Credit: Jerome Miron-USA TODAY Sports

Knicks Must Say Goodbye to J.R. Smith


The Knicks lost tonight to the Charlote Bobcats but somehow the game itself has taken a back seat to a player that didn’t even play.

The story, apparently,  is that J.R. Smith was the only Knick not to appear in the game.

So what?

Mike Woodson is well within his rights to play, or not play, anyone on his roster that he chooses. He is the coach; he has the authority to decide playing time and he is accountable to no one except the upper management. Last time I checked J.R. isn’t an executive. Tonight Woodson thought that the team was best off without Smith on the floor, end of story.

Yeah, right.

Smith has turned into every tabloid writer in this town’s favorite player. Not for his basketball, which has been mediocre at best this year, but for his personality. J.R. can’t help but find the headlines. I’m hoping pretty soon he finds the door.

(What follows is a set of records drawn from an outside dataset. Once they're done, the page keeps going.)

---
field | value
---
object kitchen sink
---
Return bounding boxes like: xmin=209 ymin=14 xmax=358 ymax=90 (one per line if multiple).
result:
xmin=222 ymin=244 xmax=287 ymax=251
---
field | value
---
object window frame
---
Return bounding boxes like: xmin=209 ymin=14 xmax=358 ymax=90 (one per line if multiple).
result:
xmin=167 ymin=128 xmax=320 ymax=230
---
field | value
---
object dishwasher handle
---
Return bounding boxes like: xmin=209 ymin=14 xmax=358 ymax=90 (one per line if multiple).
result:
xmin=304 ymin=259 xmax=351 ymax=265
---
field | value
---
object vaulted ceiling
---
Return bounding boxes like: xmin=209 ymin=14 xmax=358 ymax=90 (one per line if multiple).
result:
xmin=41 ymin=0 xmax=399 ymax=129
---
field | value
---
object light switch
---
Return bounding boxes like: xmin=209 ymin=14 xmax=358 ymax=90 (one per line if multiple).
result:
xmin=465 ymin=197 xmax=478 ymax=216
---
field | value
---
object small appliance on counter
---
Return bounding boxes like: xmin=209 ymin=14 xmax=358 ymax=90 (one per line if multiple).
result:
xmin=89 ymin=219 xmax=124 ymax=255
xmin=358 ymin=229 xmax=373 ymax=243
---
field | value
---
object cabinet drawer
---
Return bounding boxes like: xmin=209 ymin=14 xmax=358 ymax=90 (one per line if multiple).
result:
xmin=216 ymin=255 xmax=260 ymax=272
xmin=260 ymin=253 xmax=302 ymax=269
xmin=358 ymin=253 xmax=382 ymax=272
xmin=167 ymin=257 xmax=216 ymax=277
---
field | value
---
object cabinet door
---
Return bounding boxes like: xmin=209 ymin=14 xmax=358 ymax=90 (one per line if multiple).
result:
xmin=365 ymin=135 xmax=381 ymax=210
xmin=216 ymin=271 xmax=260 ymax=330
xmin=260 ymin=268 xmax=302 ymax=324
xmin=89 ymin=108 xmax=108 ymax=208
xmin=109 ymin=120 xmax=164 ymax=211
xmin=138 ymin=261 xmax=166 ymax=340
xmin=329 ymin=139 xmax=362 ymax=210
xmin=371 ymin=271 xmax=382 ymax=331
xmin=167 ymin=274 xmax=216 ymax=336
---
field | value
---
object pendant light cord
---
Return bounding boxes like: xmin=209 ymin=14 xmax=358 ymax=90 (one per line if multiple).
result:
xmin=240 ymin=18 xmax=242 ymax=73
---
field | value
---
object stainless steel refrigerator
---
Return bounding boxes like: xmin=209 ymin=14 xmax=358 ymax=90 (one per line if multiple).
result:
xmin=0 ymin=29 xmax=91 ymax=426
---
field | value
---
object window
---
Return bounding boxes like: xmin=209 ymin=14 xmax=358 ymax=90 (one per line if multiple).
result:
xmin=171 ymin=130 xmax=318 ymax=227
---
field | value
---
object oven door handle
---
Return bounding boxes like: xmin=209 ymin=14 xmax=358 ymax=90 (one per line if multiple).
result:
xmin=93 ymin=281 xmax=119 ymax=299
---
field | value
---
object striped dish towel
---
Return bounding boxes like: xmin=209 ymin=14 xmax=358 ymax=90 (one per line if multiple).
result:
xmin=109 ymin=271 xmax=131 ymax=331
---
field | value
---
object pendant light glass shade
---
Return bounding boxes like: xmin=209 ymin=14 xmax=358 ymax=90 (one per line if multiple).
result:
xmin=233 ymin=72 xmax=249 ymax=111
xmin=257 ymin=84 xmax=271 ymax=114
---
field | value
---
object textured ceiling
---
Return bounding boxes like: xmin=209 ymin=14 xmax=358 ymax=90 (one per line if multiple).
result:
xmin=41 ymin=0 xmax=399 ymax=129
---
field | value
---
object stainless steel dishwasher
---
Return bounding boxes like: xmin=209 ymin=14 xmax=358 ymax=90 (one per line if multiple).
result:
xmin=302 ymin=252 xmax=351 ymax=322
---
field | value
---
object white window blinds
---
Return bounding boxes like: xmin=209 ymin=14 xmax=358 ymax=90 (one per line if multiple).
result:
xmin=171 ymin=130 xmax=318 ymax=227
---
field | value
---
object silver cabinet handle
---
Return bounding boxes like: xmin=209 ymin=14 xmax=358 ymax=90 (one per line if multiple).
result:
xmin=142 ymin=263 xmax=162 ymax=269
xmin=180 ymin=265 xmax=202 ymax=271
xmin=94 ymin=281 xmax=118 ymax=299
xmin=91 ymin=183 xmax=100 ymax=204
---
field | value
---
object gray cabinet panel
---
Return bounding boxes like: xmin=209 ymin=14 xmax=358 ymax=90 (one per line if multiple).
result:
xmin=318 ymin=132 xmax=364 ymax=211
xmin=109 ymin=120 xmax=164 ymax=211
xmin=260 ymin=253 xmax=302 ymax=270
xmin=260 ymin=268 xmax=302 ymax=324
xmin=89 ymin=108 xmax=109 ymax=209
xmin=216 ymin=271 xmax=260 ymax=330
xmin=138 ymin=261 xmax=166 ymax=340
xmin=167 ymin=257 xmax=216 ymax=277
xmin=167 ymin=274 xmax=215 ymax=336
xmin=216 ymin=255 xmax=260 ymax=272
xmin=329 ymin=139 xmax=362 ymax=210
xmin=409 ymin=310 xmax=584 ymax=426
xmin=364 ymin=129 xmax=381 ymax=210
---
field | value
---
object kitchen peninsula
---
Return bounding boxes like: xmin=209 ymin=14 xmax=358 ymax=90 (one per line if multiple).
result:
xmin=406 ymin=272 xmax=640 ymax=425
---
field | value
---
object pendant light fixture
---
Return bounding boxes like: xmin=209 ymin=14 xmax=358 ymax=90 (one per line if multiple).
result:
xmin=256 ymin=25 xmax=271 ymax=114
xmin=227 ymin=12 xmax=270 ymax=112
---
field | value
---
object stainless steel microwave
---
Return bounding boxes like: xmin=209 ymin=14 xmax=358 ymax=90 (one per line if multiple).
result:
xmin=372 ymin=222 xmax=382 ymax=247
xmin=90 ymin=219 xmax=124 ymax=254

It seems that J.R. loves the spotlight, but it doesn’t love him back. Smith went from being sixth man of the year last year, and a fan favorite at the Garden, to nothing but a distraction and a detriment to his team. Last year he seemed to be coming into his own as a player, and as a person, this year he has reverted to being a selfish ball player both on and off the court. After tonight’s game Smith proclaimed that “communication from his end is over”. Communication from his end isn’t needed. He isn’t the coach. He isn’t a decision maker. His job is to play to the best of his ability when the coach inserts him into the game and that’s all. How can he fail to realize this? If he wants Mike Woodson to have to play him he has to play better. He absolutely deserved to be the NBA’s sixth man last year. His play dictated that he was amongst the best players in the entire league, starter or non-starter. This year his play has dictated that he shouldn’t be playing the minutes he usually gets from Woodson.

Woodson is doing his job trying to send a message to Smith that he needs to step it up. Smith clearly isn’t receiving that message.

A non-starter with an ego so big that he thinks he deserves an explanation for anything that goes on is a huge problem. This huge problem should be sent packing as soon as possible. For both parties sake.